Given the rate equation...
RATE = ([ Na2S2O3]/time) = k [I-]a [BrO3-]b [HCl]c
1A) You mix together in the proper manner the following:
10.0 mL of .0100 M Potassium Iodide
10.0 mL of .00100 M Sodium thiosulfate
10.0 mL of water
10.0 mL of .0400 M Potassium Bromate
10.0 mL of .100 M HCl
The time to turn blue is... 61 sec
1B) You also mix together in the proper manner the following:
10.0 mL of .0100 M Potassium Iodide
10.0 mL of .00100 M Sodium thiosulfate
20.0 mL of .0400 M Potassium Bromate
10.0 mL of .100 M HCl
The time to turn blue is... 14 sec
Calculate:
The Experimental value of exponent b..._______________ (a)
2) If the exponents a, b, and c have the values:
a = 2; b = 2; c = 0
CALCULATE:
Rate constant k for data in 1B...______________ (b)
3) You mix together in the proper manner the following VOLUMES:
0.0100 M Potassium iodide...9.2 mL
0.0010 M Sodium thiosulfate...6.5 mL
Distilled water...16.8 mL
0.0400 M Potassium Bromate...13.9 mL
0.100 M Hydrochloric acid...6.1 mL
Using the rate constant and rate equation from problem 2),
CALCULATE the time to turn blue...__________________ sec (c)
All i need is explanation on how to do and where to plug in the equation because i am so lost.
thank you!
To solve these problems, we need to understand the given rate equation and the principles of reaction rates.
The given rate equation is:
RATE = ([ Na2S2O3]/time) = k [I-]a [BrO3-]b [HCl]c
Here's how to approach each question:
1A) Given the following mixture:
- 10.0 mL of 0.0100 M Potassium Iodide
- 10.0 mL of 0.00100 M Sodium thiosulfate
- 10.0 mL of water
- 10.0 mL of 0.0400 M Potassium Bromate
- 10.0 mL of 0.100 M HCl
The time to turn blue is given as 61 seconds.
To find the experimental value of exponent b:
We can use the given rate equation and rearrange it as follows:
RATE = ([ Na2S2O3]/time) = k [I-]a [BrO3-]b [HCl]c
Since the concentration of Na2S2O3 is not provided, it can be assumed to be constant. So, we have:
RATE ∝ [I-]a [BrO3-]b [HCl]c
By comparing the two data sets given, 1A and 1B, we can determine the effect of changing the concentration of [BrO3-]. From 1A to 1B, the concentration of [BrO3-] increases, resulting in a shorter time to turn blue. This suggests that the concentration of [BrO3-] has an inverse relationship with the rate (time to turn blue).
To calculate the experimental value of exponent b:
Since [BrO3-] is the only changing factor between 1A and 1B, we can divide the rate (61 sec in 1A) by the rate (14 sec in 1B) and take the ratio:
61 sec / 14 sec = ([BrO3-]1A / [BrO3-]1B )^b
Simplifying the equation further, we have:
(61 / 14)^(1/b) = ([BrO3-]1A / [BrO3-]1B )
Take the logarithm of both sides and solve for b using:
log(61 / 14) = log([BrO3-]1A / [BrO3-]1B / b)
Now, plug in the values, calculate the logarithm, and solve for b.
2) If the exponents a, b, and c have the values: a = 2; b = 2; c = 0
We are given the values of the exponents a, b, and c.

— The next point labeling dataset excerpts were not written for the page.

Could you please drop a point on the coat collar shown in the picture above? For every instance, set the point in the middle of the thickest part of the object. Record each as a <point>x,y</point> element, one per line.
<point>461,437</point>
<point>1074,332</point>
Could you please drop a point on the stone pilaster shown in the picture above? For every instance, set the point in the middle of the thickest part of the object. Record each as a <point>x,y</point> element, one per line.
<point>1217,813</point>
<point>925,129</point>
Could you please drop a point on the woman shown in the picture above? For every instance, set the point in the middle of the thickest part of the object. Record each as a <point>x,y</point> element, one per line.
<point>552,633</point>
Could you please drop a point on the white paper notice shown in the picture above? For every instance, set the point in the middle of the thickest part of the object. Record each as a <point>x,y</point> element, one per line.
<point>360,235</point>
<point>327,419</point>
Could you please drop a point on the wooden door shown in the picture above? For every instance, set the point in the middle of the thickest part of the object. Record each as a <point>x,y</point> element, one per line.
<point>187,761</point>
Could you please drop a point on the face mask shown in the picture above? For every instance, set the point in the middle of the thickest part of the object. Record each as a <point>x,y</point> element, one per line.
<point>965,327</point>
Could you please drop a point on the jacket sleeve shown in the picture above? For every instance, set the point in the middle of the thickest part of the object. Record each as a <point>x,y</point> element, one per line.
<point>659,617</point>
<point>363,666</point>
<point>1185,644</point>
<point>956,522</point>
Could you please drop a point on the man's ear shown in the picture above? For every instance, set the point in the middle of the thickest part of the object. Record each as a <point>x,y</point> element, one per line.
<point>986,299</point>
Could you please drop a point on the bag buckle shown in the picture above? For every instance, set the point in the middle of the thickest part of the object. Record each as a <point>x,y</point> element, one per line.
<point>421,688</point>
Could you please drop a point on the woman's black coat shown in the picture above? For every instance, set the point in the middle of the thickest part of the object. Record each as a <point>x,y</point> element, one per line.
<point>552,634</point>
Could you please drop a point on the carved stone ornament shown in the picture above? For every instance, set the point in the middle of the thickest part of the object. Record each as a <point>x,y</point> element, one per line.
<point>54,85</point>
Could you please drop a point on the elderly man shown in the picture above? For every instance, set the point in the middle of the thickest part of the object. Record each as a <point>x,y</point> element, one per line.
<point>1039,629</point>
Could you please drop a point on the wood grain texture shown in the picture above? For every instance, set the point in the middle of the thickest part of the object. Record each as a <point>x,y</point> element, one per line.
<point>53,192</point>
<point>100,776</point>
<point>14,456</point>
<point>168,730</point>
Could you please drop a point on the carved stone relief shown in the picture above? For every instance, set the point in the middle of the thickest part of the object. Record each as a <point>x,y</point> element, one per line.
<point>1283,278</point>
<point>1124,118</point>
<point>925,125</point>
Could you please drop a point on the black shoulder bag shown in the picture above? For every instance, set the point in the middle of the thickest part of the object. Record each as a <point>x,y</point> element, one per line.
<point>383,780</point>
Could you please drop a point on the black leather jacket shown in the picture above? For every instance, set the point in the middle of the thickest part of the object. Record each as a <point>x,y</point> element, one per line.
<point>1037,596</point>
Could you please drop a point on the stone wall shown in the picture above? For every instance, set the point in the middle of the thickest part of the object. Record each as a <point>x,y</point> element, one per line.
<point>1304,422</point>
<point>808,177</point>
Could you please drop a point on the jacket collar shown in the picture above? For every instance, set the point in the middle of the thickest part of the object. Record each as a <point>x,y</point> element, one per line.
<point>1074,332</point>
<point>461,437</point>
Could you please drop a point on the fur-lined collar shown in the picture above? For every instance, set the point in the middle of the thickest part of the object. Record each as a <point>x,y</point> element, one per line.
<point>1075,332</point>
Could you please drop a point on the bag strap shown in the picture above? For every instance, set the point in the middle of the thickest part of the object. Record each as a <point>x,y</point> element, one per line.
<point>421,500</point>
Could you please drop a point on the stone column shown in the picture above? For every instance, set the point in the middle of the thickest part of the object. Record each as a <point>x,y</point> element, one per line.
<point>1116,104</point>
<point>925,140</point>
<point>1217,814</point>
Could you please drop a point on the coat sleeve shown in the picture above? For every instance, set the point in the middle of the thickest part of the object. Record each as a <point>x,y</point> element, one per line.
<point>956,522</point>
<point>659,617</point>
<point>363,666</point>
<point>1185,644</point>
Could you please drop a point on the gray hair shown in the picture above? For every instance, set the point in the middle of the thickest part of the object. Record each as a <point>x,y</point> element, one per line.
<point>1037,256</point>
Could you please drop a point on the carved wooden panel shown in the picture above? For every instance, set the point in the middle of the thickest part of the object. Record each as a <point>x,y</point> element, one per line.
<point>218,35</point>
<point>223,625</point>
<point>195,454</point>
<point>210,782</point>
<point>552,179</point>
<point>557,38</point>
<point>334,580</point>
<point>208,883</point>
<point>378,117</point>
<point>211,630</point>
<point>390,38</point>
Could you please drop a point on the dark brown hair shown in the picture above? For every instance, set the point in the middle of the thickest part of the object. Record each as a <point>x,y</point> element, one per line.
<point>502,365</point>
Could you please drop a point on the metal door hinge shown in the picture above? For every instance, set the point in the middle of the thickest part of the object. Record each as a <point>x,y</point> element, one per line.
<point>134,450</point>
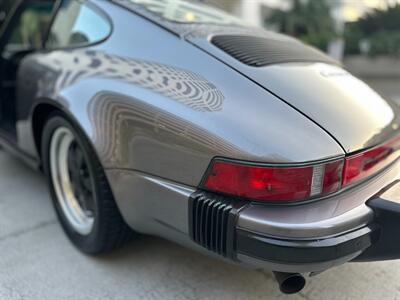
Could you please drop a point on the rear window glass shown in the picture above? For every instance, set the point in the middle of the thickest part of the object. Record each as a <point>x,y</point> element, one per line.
<point>77,24</point>
<point>186,12</point>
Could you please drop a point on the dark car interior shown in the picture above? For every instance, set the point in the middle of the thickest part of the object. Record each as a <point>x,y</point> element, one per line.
<point>24,33</point>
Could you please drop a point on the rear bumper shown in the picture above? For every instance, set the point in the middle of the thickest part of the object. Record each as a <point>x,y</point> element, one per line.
<point>303,256</point>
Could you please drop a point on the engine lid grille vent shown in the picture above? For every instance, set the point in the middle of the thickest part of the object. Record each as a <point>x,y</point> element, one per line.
<point>259,51</point>
<point>212,221</point>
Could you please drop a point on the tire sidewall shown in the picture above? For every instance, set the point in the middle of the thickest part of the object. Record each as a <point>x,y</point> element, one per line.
<point>87,243</point>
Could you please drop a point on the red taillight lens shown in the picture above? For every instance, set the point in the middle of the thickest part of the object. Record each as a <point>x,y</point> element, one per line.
<point>274,183</point>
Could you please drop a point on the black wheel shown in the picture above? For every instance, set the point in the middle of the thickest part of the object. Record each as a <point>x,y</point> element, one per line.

To calculate the rate constant k, we need to use the rate equation and the values of the exponents:
Rate = k [I-]^a [BrO3-]^b [HCl]^c
Substituting the given values:
Rate = k [I-]^2 [BrO3-]^2 [HCl]^0
Since [HCl]^0 is equal to 1, it can be ignored:
Rate = k [I-]^2 [BrO3-]^2
Now, we can use the known rate value from 1B and the calculated b to solve for k:
Rate1B = k [I-]^2 [BrO3-]^2
3) Given the following mixture:
- 9.2 mL of 0.0100 M Potassium iodide
- 6.5 mL of 0.0010 M Sodium thiosulfate
- 16.8 mL of distilled water
- 13.9 mL of 0.0400 M Potassium Bromate
- 6.1 mL of 0.100 M Hydrochloric acid
Using the rate constant (k) and rate equation values from problem 2), we can calculate the time to turn blue:
Rate = k [I-]^2 [BrO3-]^2
Plug in the given concentrations ([I-], [BrO3-]) and solve for time using the rate equation and the rate constant obtained in problem 2).
These steps should help you solve the given problems. Make sure to perform the necessary calculations with appropriate units and use the correct significant figures throughout the process.